Hey @benjaminsuch , interesting musings on HBAO. I know the base theory behind HBAO, and read in the references leading up to GTAO that it’s the same basic Horizon-based idea.
Never actually read the source or saw any design diagrams as HBAO was under NDA and closed source.
As for the questions
To me it’s 100% worth it, because without it you can’t build a GPU-driven drawer as easily. It makes culling performance much more predictable as well, because meshlets have excellent spatial distribution.
Consider a large terrain for example, with nothing else but just meshlet shading and occlusion culling - you’re going to be submitting a tiny fraction of the overall geometry to the GPU, instead of the entire mesh.
I actually tried without and without meshlets, with meshlets it was a lot harder initially. But as long as you’re comfortable writing sorting compute shaders - you can generally overcome that. Or if doing CPU-driven draw is fine for you - you don’t even have an issue in the first place.
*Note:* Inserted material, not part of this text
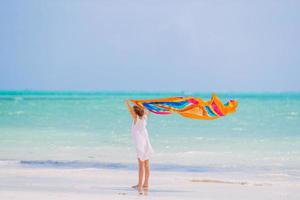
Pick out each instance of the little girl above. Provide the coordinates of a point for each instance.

Right now I don’t do LoDs explicitly. Users are free to swap geometries on the fly, from the CPU-side though, so anything that exists in Unity or here in thee.js is double and is arguably easier because Shade has full set of dynamic spatial acceleration structures, so you can quickly figure out what’s visible and how far away from the camera. I plan to build virtual geometry tech in the future. I have experience with it already, and the processing code, which is the hardest part - already exists.
Yes, it’s a fully streaming engine.
DDGI is actually built into the engine. It’s just off by default because RTX load is quite significant, especially on the lower-end devices. Oh yeah, Shade has a full software (compute sahders) ray-tracer implementation.
Both yes and no. The engine is almost entirely GPU-driven, so any expensive work happens on the GPU. The draw is issued by the GPU, culling is done by the GPU, sorting is done on the GPU etc. For complex scenes with a lot of materials Shade might have about ~4ms overhead on the CPU. For typical scenes it’s closer to 1ms, doesn’t matter if you have 1 mesh or 1,000,000 meshes.
JavaScript is an explicitly single-threaded language, and I wanted the engine to be as close to being a pure javascript library as possible, so I write code to either be so fast on the CPU that it’s not an issue, or I move it to the GPU so that the user has the main thread almost entirely to themselves to do other work on, such as programming gameplay
Worth qualifying perhaps, I write performance-critical code in C-style, which makes it about 2-4 times slower than C on average, but put it differently - it’s a couple of orders of magnitude faster than idiomatic (how you would normally write it) JavaScript.